やあ。待たせてすまなかったね、ジョシュア。
いえ。俺が早く来てしまったから。
あの、それより今…
アンリのことかい?
ええ。今、凄く不機嫌な顔で出て来て。
すみません。アンリ、また博士に失礼なことを…
構わないよ。私は彼に嫌われているようだから。
いや、そんなこと…
残念なことだが、こればかりは仕方がない。
人の心を掴むことは難しいことだ。
しかし、今日は、とても貴重なものが見れた。
私と対峙している時に、彼があんなに余裕のある表情を見せたのは初めてだ。
ジョシュア。君の声を聞いた瞬間にね?
…俺の声、ですか?
ああ。それまでのアンリは、私を嫌悪と恐怖の目で見ていたのだが。
君が来たら、それらが嘲笑に変わったよ。
あの子は、君の声に何を感じたのかな?
君達は仲が良いようだね?
そうですね…彼が一番長い付き合いですし。
仲は良い方だと思います。
ほう。言い切ったのは、君ぐらいだよ、ジョシュア。
そうですか?
他の生徒達は、口を揃えるように、
「アンリには嫌われてると思う」と答えるからね。
でも、それは…違うと思います。誤解なんです。
誤解? どういうことかな?
アンリは、嫌いな人のことは無視しますから。
無視さえされてないなら、少なくとも嫌ってはいないと思います。
だから、あの、アンリは…
成程。此処の生徒の多くを嫌っているわけではない、と。
君は、そう言いたいんだね?
はい。
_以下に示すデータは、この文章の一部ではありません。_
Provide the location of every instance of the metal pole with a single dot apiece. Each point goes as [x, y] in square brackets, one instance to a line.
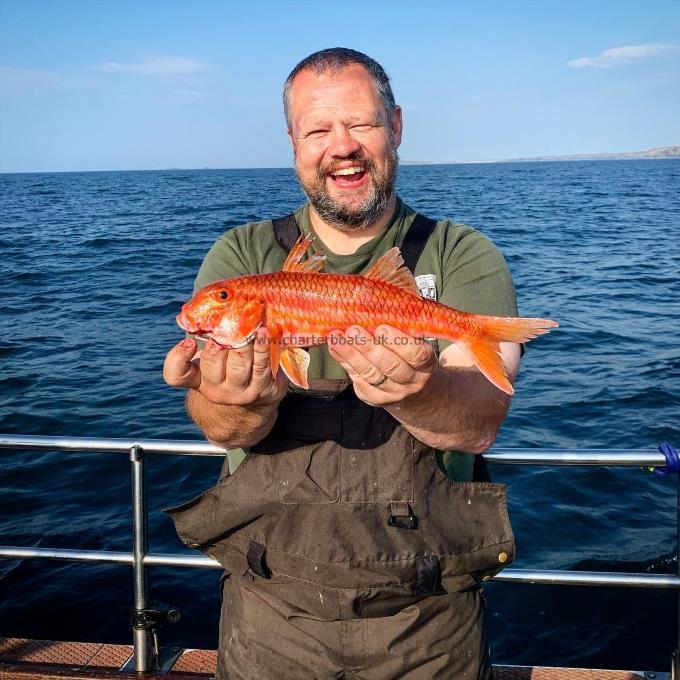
[675, 662]
[141, 637]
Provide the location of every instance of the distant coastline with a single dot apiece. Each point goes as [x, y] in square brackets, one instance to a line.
[658, 152]
[661, 152]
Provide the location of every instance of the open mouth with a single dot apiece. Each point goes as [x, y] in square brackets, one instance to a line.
[215, 337]
[348, 177]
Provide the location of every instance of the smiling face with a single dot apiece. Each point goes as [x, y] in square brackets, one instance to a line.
[344, 145]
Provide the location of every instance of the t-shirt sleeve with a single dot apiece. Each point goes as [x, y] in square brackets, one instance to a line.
[224, 260]
[475, 276]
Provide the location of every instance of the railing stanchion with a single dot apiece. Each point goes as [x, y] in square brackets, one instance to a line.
[675, 663]
[142, 637]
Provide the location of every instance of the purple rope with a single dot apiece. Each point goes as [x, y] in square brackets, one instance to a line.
[672, 460]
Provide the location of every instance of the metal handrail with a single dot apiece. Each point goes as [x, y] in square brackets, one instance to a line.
[140, 558]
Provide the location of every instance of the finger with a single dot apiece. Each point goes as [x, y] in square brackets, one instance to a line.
[382, 357]
[240, 366]
[416, 352]
[348, 349]
[213, 363]
[178, 368]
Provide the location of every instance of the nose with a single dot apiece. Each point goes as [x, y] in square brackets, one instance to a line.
[342, 144]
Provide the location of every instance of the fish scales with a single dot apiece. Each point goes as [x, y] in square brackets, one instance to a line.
[300, 307]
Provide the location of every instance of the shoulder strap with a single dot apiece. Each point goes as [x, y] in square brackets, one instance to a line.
[414, 242]
[286, 231]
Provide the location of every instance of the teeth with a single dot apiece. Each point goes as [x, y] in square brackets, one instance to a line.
[348, 171]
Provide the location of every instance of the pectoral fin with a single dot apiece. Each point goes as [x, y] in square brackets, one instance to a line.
[295, 362]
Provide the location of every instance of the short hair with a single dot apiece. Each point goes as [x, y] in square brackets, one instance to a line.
[335, 59]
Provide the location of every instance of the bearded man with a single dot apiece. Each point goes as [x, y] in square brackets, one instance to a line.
[353, 536]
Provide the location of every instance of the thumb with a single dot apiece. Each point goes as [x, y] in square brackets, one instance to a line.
[179, 370]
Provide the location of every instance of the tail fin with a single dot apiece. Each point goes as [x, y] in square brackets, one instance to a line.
[484, 350]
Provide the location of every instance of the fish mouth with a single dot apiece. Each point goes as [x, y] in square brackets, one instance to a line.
[206, 335]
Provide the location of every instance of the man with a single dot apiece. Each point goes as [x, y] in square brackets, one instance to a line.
[348, 552]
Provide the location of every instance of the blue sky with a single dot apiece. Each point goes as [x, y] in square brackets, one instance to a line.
[144, 84]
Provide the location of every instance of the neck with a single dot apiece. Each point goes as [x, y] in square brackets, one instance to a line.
[348, 242]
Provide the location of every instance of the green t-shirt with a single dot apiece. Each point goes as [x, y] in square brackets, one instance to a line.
[469, 273]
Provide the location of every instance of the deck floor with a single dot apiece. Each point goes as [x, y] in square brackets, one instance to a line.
[46, 660]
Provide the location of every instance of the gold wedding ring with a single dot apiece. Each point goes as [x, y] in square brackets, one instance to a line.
[380, 381]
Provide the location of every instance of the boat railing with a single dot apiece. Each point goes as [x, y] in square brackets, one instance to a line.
[145, 619]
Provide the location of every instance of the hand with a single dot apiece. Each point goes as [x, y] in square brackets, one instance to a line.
[407, 362]
[231, 377]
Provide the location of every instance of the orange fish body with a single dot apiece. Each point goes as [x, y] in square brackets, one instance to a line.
[300, 307]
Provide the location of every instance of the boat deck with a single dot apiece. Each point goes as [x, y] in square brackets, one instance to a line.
[46, 660]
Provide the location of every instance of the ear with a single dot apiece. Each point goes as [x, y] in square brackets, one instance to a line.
[397, 126]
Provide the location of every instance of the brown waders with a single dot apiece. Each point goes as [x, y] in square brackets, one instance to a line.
[347, 552]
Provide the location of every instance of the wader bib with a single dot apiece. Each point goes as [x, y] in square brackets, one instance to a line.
[350, 554]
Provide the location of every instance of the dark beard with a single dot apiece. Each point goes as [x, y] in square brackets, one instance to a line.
[370, 211]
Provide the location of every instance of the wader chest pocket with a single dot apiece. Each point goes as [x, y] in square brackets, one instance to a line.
[308, 475]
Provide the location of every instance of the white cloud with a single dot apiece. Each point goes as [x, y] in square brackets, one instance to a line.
[618, 56]
[163, 66]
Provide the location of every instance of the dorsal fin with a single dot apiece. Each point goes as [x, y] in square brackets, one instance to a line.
[390, 268]
[294, 262]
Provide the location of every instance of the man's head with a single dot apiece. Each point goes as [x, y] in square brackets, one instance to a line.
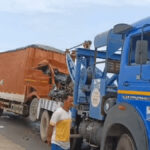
[68, 102]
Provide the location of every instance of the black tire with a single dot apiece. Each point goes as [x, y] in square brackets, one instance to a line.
[75, 143]
[126, 143]
[1, 112]
[33, 110]
[44, 125]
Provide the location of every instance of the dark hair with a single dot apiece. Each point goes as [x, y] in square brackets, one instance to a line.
[65, 97]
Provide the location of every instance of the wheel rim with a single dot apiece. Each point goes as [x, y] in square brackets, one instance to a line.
[126, 143]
もちろん、アンリの態度に原因があるんですが。
みんなにも、アンリのこともう少し解って貰えたらな、とは思ってます。
非常に面白い意見だ。
その説が正しいなら、私も嫌われてないことになる。
興味深いね、君達は。
さて、健康診断を始めようか。
あ、はい。
ふむ。身長も体重も、去年より成長しているね。
この調子なら、君はまだまだ伸びるよ。
そうですか?
もちろんだよ、君の成長は、こんなものでは済まされない。
さて。少し君の話を聞かせてくれるかい?
生徒代表になってから、調子はどうかな?
はい。生徒代表になって良かったと思っています。
生徒代表になるか迷っていた時、
博士に色々とアドバイスを頂いたおかげです。
あの時は本当にありがとうございました。
いや。私の力など、ほんの些細なものだよ。
大輪を咲かせる力を持つのは君達だ。
私はできるのは、君達の中で眠る種を起こし、水を与えるだけだ。
ありがとうございます、博士。
ん?
生徒達みんなのことを考えて下さって。
素晴らしい。生徒代表から、
そんな言葉が頂けて光栄だよ、ジョシュア。
そんな…じゃ、俺そろそろ失礼します。
うん。またいつでもおいで。
待っているよ。
はい、博士。
ジョシュア・グラントか。
頭脳はアンリの方が上のようだな。
…いや、人の上に立つ者は、
お人好しくらいが良いのかもしれないが。
これからが楽しみだよ、愛しいモルモット達。